Hogan has been working since 2012 as a flight nurse, travelling with a team to stabilize and transport sick children from remote areas in western Canada that lack capacity or resources. These trips have provided her with opportunities to teach staff at isolated hospitals about advanced pediatric care, improving their comfort level and knowledge, she said.
Improving data with tools like a trauma registry means having a better understanding of how to enrich health care in rural settings, said Hogan. "Understanding the burden of trauma and patient outcomes is critical," she added. "When you realize what is threatening a population and how a system can improve, you can target public policy and resources to reduce those risks and improve lives."
Research roots
Hogan's passion for helping remote communities goes back to her student days. In her second year of nursing school, she started working with medical students to improve clean-water access in parts of rural Kenya.
Hogan has since returned to Kenya many times-to a water filter factory, the Moi Teaching & Referral Hospital and the Kenya Red Cross Office in Nairobi, the capital-and she has learned something different each time.
"Kenya is a beautifully unique country," she said. "The country has presented challenges that have created exceptionally resilient people, both in the community and within health care. The socioeconomic and political climate is such that you're forced to be innovative, but can still make impactful change. The priceless lessons learned from working in Kenya can apply to many other programs, benefiting other communities around the world."
In recent years, Hogan has expanded her global outreach beyond Kenya. In 2018, she played a key role in a team of cardiac specialists travelling to Sudan to perform cardiac surgery on children. During their mission at a local military hospital, Hogan taught nursing and provided post-operative care to patients.
The team led surgical intervention and post-operative care while collaborating with the host medical centre in education, support and feedback. When planned with sustainability in mind, trips like this build local capacity and train local competencies in surgeries, making the host medical centre more self-sufficient, explains Hogan.

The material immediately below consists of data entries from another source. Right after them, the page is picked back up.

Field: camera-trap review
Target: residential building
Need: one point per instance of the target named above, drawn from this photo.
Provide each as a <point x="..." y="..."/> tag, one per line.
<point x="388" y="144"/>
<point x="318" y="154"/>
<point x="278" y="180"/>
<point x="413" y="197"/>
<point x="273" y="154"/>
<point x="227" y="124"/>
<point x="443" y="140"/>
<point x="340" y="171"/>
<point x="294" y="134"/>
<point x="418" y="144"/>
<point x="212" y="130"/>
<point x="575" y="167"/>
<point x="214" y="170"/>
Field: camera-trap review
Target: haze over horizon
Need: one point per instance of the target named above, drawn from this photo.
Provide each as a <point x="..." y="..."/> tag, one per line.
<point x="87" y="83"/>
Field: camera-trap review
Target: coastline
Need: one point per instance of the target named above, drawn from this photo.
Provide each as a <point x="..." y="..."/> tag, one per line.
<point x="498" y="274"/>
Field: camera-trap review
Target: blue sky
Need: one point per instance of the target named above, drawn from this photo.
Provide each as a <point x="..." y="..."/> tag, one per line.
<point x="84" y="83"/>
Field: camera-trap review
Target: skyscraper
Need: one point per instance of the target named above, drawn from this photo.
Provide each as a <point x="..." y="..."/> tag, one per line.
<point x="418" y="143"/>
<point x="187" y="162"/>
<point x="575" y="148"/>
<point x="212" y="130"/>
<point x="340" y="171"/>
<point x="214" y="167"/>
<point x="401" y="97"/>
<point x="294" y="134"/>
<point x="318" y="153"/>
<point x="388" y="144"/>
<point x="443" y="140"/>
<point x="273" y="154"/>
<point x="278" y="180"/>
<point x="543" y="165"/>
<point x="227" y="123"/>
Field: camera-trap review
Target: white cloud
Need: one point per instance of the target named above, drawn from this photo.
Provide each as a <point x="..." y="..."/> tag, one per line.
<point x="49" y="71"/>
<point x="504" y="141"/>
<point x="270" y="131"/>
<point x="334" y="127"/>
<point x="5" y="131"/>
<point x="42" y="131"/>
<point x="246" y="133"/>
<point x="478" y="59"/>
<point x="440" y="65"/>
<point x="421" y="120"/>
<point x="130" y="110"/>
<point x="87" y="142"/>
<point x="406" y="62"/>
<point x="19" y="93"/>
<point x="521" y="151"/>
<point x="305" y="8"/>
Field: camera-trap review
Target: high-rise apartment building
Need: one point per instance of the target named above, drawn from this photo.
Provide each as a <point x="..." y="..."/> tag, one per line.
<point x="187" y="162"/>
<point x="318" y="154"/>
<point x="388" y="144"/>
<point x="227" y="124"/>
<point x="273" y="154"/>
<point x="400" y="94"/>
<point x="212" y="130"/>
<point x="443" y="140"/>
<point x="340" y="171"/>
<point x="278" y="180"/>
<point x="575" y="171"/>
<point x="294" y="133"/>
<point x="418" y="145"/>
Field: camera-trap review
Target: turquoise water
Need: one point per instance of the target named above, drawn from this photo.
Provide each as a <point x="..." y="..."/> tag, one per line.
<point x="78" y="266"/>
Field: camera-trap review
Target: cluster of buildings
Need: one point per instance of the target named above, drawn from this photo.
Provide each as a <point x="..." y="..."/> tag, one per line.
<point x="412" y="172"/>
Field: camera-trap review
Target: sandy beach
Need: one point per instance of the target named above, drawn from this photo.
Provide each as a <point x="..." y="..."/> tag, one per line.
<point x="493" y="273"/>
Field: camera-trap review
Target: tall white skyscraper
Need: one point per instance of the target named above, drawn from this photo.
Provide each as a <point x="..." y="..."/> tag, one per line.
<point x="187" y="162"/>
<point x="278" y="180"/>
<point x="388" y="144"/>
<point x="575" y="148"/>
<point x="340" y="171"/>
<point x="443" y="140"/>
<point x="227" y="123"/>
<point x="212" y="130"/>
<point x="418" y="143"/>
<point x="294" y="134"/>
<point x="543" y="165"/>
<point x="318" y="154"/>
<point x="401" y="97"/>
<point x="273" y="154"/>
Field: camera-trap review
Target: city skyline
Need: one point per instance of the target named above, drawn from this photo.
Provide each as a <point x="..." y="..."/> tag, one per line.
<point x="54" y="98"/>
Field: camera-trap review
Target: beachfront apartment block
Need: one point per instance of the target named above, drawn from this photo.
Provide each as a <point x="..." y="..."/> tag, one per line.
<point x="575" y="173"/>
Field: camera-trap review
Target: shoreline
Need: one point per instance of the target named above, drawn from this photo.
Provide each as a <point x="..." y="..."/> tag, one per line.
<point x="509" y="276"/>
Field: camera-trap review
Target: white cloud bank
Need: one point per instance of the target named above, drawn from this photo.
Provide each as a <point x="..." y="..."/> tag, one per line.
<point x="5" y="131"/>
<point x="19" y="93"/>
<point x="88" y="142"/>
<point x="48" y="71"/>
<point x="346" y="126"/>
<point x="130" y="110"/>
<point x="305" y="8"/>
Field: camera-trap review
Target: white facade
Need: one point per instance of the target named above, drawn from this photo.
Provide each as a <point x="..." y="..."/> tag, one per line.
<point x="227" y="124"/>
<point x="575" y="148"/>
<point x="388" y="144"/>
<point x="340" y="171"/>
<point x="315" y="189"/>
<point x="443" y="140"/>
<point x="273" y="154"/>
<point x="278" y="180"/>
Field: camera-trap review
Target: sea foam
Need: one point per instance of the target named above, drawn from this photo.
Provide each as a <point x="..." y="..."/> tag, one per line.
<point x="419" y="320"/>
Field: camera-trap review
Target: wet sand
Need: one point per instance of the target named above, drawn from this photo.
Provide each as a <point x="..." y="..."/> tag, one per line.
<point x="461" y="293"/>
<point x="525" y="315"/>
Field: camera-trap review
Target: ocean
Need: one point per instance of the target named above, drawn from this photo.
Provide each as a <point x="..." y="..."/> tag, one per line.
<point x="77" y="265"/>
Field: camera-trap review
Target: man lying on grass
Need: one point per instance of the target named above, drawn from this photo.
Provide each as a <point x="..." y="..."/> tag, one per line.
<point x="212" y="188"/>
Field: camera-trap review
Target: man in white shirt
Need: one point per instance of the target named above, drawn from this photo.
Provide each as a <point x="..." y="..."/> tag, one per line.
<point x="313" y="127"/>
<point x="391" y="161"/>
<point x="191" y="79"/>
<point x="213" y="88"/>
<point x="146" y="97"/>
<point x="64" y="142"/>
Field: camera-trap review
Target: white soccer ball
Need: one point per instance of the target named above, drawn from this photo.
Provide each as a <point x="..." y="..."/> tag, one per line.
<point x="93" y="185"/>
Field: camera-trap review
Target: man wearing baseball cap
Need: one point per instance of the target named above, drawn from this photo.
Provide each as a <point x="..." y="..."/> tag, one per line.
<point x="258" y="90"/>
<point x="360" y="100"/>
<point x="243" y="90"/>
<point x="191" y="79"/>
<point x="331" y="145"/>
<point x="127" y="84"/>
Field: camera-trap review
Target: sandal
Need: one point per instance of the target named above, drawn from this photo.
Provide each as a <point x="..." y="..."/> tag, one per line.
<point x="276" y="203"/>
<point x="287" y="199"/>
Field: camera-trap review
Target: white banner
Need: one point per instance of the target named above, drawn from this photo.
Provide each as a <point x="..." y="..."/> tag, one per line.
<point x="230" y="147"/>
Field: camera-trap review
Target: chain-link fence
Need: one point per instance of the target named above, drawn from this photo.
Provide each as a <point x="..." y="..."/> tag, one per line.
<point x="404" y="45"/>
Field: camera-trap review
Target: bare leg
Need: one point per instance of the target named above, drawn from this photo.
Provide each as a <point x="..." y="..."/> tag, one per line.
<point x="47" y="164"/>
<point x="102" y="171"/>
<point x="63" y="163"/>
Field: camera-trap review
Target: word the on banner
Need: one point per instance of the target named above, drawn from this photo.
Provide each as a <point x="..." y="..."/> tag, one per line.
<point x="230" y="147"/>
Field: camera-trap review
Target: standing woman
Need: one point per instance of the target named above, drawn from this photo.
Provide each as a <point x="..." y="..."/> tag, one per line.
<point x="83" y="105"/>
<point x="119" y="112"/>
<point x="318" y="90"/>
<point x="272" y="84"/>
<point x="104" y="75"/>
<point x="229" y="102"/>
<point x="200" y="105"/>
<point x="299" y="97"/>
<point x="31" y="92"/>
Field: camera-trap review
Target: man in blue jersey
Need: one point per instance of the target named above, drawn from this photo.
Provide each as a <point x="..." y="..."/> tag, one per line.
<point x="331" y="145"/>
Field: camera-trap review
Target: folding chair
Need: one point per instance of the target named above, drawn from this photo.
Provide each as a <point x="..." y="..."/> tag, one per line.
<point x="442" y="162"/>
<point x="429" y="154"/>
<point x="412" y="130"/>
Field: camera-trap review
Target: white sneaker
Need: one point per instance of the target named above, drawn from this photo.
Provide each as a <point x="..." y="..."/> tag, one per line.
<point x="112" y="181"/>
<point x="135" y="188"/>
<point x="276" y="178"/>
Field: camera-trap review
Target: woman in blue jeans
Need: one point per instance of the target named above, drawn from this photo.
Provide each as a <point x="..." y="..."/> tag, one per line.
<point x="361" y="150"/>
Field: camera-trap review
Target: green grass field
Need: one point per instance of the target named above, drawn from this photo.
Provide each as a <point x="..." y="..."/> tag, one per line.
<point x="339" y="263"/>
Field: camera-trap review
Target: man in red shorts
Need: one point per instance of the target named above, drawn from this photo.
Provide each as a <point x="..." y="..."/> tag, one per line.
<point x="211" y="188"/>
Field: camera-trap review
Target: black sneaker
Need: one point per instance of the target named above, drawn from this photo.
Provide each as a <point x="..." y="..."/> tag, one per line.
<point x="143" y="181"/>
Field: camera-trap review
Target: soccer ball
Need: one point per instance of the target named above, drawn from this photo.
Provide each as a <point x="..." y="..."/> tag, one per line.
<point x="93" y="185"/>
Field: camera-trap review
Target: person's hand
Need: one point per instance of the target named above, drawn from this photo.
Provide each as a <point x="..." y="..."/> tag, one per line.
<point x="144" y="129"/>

"I learned a lot on that trip from the children, their families, the local community and hospital staff," Hogan recalled.
Wider implications
The significance of Hogan's trauma registry research goes beyond her own career, says her supervisor Tom Churchill. "It's a very valuable project-its implications are huge both for the department, which increases its international presence, and for Kenya and other developing countries."
It's also a project that's earning a great deal of support and recognition. This year, Hogan received the Trauma Association of Canada's Best Trainee Research Poster award for "Trauma Registry Implementation in a Western Kenya Referral Centre: Highlighting the Quality Improvement Approach."
And over the summer, she presented her research at the Office of Global Surgery's (OGS) Bethune Round Table conference on ethics in global surgery.
While the recognition is welcome, Hogan is focused on her work and what it can mean in the future.
"I'm excited for a future career that improves access to health care for marginalized populations," she said.
Jessica Hogan has served on the executive board of Innovative Canadians for Change (ICChange) and helped found the university's Office of Global Surgery (OGS).
Her trauma registry work is funded by Mitacs Accelerate, Acute Care Emergency Surgery (ACES) Services, OGS, ICChange, and the Graduate Citizenship and Queen Elizabeth II awards.